Lol.!!! THATS HILARIOUS.!!
Replace all rubber lines and olives on the steel lines “to & from” the filter.
Does your on/off valve under the tank leak.?? ANYWHERE IT LEAKS can suck air..
It’s also possible that the inner workings aren’t tight inside the pump and bleeding back.


----------



## thepumpguysc (Jan 25, 2015)

When it races just before it shuts off is absolutely normal.. don’t give it a second thought.
The only thing u need to do is open the double screw by the name plate and crank the engine.. fuel should squirt a city block w NO AIR.. and tighten..
Now loosen all the steel lines AT THE INJECTORS & crank the engine until fuel squirts out there WITH NO AIR & tighten.. 
Do ALL THIS W THE THROTTLE AT FULL SPEED..and the shut off in the run position..


----------



## ramdino (Jun 5, 2021)

Hacke said:


> I do not know what can go wrong, perhaps the "rich mixture" and sputtering comes from this. I hope user Thepumpguy reads this and can help.
> 
> You get air in the system, check the filter/s first.
> 
> ...


Much appreciated, blessings.


----------



## ramdino (Jun 5, 2021)

thepumpguysc said:


> When it races just before it shuts off is absolutely normal.. don’t give it a second thought.
> The only thing u need to do is open the double screw by the name plate and crank the engine.. fuel should squirt a city block w NO AIR.. and tighten..
> Now loosen all the steel lines AT THE INJECTORS & crank the engine until fuel squirts out there WITH NO AIR & tighten..
> Do ALL THIS W THE THROTTLE AT FULL SPEED..and the shut off in the run position..

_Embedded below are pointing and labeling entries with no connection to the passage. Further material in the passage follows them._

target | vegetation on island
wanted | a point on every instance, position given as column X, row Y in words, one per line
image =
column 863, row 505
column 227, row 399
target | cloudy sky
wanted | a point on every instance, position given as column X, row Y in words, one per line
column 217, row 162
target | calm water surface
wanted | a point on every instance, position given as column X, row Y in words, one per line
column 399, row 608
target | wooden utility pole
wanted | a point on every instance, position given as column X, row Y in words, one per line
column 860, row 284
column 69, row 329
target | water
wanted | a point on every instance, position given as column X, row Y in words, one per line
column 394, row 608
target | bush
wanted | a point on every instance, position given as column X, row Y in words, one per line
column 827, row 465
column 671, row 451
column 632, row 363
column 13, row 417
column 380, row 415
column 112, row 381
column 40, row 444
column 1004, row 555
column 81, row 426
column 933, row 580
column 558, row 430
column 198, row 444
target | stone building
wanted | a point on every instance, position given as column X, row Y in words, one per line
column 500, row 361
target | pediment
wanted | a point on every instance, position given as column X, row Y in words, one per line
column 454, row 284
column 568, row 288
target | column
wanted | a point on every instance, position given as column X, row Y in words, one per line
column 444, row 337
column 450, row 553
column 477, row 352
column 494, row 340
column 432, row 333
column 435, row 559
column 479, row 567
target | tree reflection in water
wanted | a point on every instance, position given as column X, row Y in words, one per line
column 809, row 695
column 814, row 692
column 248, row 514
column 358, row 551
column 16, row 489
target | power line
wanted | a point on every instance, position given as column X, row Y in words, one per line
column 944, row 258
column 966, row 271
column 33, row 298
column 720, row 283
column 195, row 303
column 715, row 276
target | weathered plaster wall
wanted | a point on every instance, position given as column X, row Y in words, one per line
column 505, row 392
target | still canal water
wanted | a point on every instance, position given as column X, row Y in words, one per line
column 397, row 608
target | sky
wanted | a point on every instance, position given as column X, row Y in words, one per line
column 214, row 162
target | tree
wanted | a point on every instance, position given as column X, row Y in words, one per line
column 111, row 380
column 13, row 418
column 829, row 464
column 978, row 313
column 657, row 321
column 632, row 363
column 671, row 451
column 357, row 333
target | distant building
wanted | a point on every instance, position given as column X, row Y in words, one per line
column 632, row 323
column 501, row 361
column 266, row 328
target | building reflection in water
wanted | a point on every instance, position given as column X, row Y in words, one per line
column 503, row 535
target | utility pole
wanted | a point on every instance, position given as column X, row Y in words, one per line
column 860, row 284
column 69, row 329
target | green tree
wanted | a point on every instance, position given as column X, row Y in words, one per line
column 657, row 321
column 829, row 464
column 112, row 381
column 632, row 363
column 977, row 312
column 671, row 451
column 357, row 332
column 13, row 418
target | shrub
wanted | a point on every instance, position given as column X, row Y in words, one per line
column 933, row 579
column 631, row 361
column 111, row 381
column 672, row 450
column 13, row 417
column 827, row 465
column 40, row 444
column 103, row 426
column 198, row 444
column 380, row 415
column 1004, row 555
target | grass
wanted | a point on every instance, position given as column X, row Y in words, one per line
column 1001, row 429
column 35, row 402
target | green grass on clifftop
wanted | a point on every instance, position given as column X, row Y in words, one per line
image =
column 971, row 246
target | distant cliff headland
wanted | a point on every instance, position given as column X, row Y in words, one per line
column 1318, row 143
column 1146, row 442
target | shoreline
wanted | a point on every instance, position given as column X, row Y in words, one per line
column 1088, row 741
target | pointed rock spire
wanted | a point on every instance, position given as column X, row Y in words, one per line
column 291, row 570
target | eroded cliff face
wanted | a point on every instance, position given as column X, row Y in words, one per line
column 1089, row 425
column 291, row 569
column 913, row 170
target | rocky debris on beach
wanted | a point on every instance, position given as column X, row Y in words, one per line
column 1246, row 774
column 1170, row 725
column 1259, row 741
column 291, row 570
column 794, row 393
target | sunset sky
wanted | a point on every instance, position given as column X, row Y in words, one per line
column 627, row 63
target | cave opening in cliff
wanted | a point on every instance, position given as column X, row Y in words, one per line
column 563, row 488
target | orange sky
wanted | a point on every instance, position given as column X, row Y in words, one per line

Ok tks, I've done that several times amd it will crank but runs sometimes for an hour or more and then sometimes for 15 min,typically after it has already been running and shut down. Would the hot engine have anything to do with the shorter time. Water pump is circulating coolant.


----------



## thepumpguysc (Jan 25, 2015)

It sounding more and more like “floaters” in the fuel tank.??


----------



## ramdino (Jun 5, 2021)

That might be a point. The screen that is attached to the valve threaded up through the bottom is unattached. It might be rusted amd occasionally drifts over the place where it was attached and causes fuel starvation although I don't see how that would allow air in the system.


----------